Having a method of adjusting the cutter independently from the cross slide allows you to set your concave and convex cutters up for blending the radii. There are two different concave and 3 different convex radii on this knob.




The Hardinge Cataract lathe handle on the left was replicated from the  one on the right and the three "balls" (the one in the middle is oblong)  are turned on a single shaft.

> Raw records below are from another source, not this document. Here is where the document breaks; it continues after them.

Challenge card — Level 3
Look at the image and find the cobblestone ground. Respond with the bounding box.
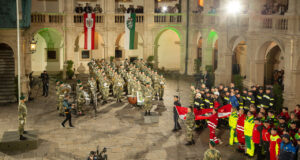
[0,75,245,160]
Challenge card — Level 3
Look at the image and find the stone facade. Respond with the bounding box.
[0,0,300,107]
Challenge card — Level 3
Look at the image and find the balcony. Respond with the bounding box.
[31,13,64,24]
[154,14,182,24]
[115,14,144,24]
[260,15,291,32]
[73,14,104,24]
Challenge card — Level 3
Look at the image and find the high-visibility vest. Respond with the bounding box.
[270,135,280,155]
[229,112,238,129]
[244,116,255,137]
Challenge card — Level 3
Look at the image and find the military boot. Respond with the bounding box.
[20,135,27,141]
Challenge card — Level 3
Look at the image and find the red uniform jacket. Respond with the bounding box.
[270,135,281,160]
[279,112,290,122]
[208,113,218,129]
[294,110,300,119]
[262,126,271,142]
[252,124,262,144]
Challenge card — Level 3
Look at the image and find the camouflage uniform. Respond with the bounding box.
[18,102,27,136]
[203,149,221,160]
[101,79,110,101]
[158,76,166,100]
[185,111,195,142]
[115,77,124,101]
[153,76,160,97]
[143,86,153,112]
[77,89,85,113]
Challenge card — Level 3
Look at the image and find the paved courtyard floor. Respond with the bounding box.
[0,78,246,160]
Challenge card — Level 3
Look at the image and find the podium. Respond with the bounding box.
[0,130,38,151]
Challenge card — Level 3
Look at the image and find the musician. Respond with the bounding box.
[39,71,49,97]
[61,95,74,127]
[77,85,85,115]
[172,96,181,132]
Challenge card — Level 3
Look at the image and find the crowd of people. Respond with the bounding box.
[154,4,181,13]
[75,3,103,13]
[173,80,300,160]
[261,0,288,15]
[116,4,144,13]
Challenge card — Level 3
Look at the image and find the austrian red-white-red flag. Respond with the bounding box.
[83,13,95,50]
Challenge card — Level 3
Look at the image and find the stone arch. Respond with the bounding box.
[113,31,144,60]
[30,28,64,74]
[154,27,184,71]
[255,38,285,60]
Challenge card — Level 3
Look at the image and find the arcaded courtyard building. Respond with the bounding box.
[0,0,300,107]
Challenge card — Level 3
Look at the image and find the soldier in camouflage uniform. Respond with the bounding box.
[143,83,153,116]
[55,80,60,110]
[18,96,27,140]
[203,141,221,160]
[152,74,160,98]
[159,75,166,100]
[185,106,195,145]
[115,75,124,102]
[58,81,65,116]
[77,85,85,115]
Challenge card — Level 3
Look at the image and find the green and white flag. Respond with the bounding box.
[124,13,135,50]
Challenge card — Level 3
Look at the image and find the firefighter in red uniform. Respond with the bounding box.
[270,128,281,160]
[262,119,271,160]
[252,118,263,159]
[207,108,220,144]
[236,108,246,152]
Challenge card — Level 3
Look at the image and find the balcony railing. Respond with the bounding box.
[154,14,182,23]
[115,14,144,24]
[31,13,64,23]
[74,14,104,23]
[261,15,289,31]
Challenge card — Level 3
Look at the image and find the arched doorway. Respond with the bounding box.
[255,40,284,88]
[31,28,64,74]
[232,41,247,77]
[74,32,106,73]
[154,28,182,71]
[114,32,144,60]
[195,36,203,73]
[264,44,284,85]
[0,43,16,103]
[205,30,219,71]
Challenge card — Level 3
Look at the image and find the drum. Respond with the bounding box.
[127,95,137,104]
[137,92,144,106]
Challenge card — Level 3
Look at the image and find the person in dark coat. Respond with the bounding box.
[172,96,181,132]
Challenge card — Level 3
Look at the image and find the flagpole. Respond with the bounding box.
[16,0,21,104]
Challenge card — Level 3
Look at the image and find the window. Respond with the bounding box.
[47,50,57,60]
[81,50,90,59]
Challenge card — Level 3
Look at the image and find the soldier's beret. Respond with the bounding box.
[278,116,285,120]
[271,127,277,131]
[20,95,25,100]
[291,121,297,124]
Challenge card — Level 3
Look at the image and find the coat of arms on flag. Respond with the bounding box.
[124,13,136,50]
[84,13,95,50]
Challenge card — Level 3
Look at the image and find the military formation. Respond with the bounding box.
[88,59,165,115]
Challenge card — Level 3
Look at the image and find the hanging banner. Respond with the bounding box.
[84,13,95,50]
[124,13,136,50]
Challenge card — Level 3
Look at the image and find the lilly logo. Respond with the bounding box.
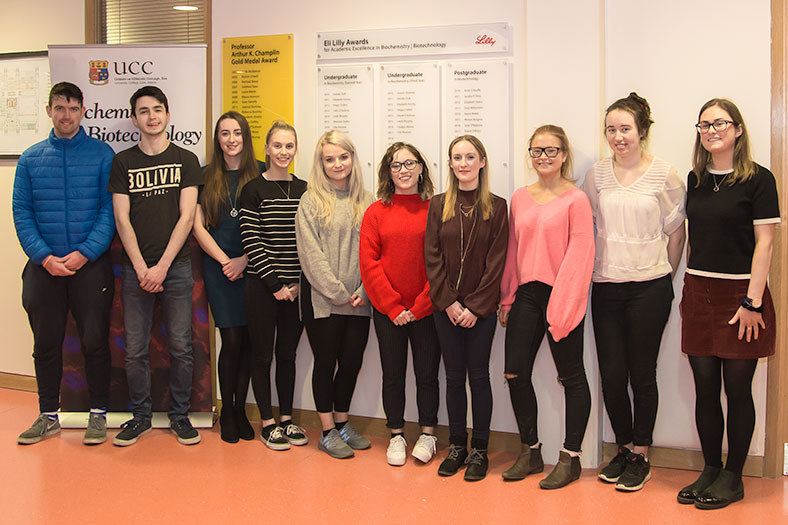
[88,60,109,86]
[476,35,495,47]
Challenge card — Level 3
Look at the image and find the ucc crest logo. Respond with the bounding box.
[88,60,109,86]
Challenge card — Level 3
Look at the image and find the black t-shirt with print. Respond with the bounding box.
[107,143,203,266]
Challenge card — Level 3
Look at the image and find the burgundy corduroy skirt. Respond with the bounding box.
[679,273,777,359]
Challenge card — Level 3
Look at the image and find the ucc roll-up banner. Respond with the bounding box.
[49,44,212,426]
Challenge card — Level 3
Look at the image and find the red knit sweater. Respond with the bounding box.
[358,195,432,321]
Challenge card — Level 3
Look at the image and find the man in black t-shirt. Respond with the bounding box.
[108,86,202,446]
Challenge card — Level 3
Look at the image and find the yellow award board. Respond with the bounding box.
[222,35,293,160]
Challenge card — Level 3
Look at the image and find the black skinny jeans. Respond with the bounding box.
[245,275,304,420]
[372,310,441,429]
[433,312,495,445]
[504,281,591,452]
[299,275,369,413]
[591,274,673,447]
[22,253,115,412]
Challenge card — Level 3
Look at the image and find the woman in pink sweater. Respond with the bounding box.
[498,125,594,489]
[359,142,440,466]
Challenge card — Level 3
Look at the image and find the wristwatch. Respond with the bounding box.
[741,297,763,314]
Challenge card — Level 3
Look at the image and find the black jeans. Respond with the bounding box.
[591,274,673,447]
[299,275,369,413]
[244,275,304,420]
[433,312,495,443]
[372,310,441,428]
[504,282,591,452]
[22,253,115,412]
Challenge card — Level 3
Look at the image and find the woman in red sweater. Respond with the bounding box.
[498,125,594,489]
[359,142,440,465]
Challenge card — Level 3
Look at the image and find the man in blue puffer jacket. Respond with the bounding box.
[13,82,115,445]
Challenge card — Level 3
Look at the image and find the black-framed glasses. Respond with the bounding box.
[389,159,419,173]
[528,146,561,159]
[695,118,736,133]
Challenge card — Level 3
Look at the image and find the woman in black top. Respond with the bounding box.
[194,111,262,443]
[678,99,780,509]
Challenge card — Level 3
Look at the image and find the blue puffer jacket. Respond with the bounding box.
[12,127,115,264]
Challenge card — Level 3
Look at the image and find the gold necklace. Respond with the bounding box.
[455,205,478,290]
[711,172,730,193]
[263,175,292,200]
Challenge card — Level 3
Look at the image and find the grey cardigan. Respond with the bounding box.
[296,190,371,319]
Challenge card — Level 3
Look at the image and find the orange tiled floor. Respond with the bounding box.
[0,389,788,525]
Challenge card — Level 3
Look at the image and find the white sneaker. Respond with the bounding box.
[386,436,407,467]
[412,434,438,463]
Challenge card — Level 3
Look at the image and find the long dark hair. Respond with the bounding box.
[201,111,260,228]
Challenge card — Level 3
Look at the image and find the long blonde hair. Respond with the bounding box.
[692,98,757,188]
[306,129,370,229]
[441,135,493,222]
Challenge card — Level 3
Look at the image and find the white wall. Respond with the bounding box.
[0,0,85,375]
[0,0,771,465]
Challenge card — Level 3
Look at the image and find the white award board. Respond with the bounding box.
[443,60,513,196]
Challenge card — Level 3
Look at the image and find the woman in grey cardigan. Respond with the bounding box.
[296,130,372,458]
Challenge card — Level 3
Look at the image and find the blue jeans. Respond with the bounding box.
[122,261,194,421]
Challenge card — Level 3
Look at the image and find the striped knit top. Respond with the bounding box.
[240,175,306,293]
[583,157,686,283]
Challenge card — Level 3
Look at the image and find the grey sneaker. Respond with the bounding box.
[112,417,152,447]
[317,428,353,459]
[284,421,309,447]
[16,414,60,445]
[260,425,290,450]
[170,417,200,445]
[339,423,372,450]
[82,412,107,445]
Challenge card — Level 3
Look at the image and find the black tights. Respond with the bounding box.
[689,356,758,476]
[219,326,252,408]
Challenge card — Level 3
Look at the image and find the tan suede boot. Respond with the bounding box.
[539,450,581,490]
[503,443,544,481]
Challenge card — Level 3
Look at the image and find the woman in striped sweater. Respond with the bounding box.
[241,120,308,450]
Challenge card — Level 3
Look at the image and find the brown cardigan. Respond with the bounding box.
[424,191,509,317]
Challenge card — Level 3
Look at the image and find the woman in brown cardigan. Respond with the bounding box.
[424,135,509,481]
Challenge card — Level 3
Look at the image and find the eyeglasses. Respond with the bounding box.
[695,118,736,133]
[528,146,561,159]
[389,159,419,173]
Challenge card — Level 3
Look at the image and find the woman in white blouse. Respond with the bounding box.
[583,93,686,491]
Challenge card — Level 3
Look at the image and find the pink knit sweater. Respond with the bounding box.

Here's my argument for an adjuster on the ball cutter itself.  To dial in a specific radius I use the on-board adjustment knob to set the tip of my cutter to zero (meaning that the tip spins around the center of the bearing axis as I rotate the body) then touch the cutter tip on either a known OD (using the cross slide) or the end of the stock (using the apron) and set zero on my lathe dial, then move either the cross slide or carriage the distance of the radii I want to cut then move the on-board adjuster to touch the part again. This gives me control over size.


----------



## markknx (Oct 16, 2014)

Mine is of the Steve Bedair style also. The two things I would change are to make it for HSS and off set the tool bit in the holder to alow more room at the spindle side. Mark


----------



## chuckorlando (Oct 17, 2014)

All you need to do is know where center is as thats the pivot. A hand scale is easy to set the Dia if you know center. Or if you need a 1in ball just mark the stock for 1in then rotate the turner 180 and adjust the cutter till it reaches both marks and your at 1in.


----------



## GarageGuy (Oct 18, 2014)

churchjw said:


> I have my ball turner mostly done.  The problem I have is that my lathe (whole sale tools WT 13" x 40" Gap Bed Geared Head Lathe) has a stub sticking up when you take off the compound rest. All of the designs I have seen the lathe has a hole in the cross slide and the stub is on the compound rest.  Everything I had come up with made the thing to tall.  After I saw goboughner's design "I was wrong on how it worked" I came up with this design.  It uses the existing stud on the lathe as the pivot point and the compound rest hold down bolts to keep it in place.  I still need to take some of the height off the front area so that it can get closer to the chuck without hitting the jaws. Also need to add a scale so I know the size.  George is right a micrometer adjustment would be so much better.  I need to add a handle.  I did this first test just holding the base.  Not the safest way but it was just a test.  I also meant to offset the insert 30 degrees like NEL957 suggested but forgot.  I will redo the tool holder after I get the rest of it done.  After seeing it cut I think the tool offset would be worth it.
> 
> View attachment 85643



My Logan 820 has a compound mount very similar to yours.  I am also building a ball turner and trying to determine the best way to mount it.  The ideas I had for mine are very similar to yours.  When it gets a little further along, I'll post a few photos.  Thank you for posting yours!

GG


----------



## Waldo1 (Oct 24, 2014)

Excellent results from several fine designs- I need to start a materials list for one of these!


----------



## churchjw (Nov 3, 2014)

Ok finally got the last of my ball turner done.  I may make some different bit holders.  I would like a HSS tool holder for it.  And of course as required by law the first ball it was used to make was the handle for the ball turner.  So far I have only used it on aluminum.  After I figure out all the little points of setting it up I need to try one in stainless.


----------



## drs23 (Nov 3, 2014)

Good job, thanks for sharing! This is a project that's on my VERY SHORT list. Got some of the stock gathered but still need a few pieces.


----------



## Mark_f (Nov 6, 2014)

I plan on making a ball turner for my South Bend lathe. But , I have a question. There is about .006 Backlash in the cross slide. Will this affect the ball finish or should I remove a gib screw and install a cross slide lock in its place?  ( I was thinking of putting a lock on the cross slide anyway for another project)

Mark Frazier


----------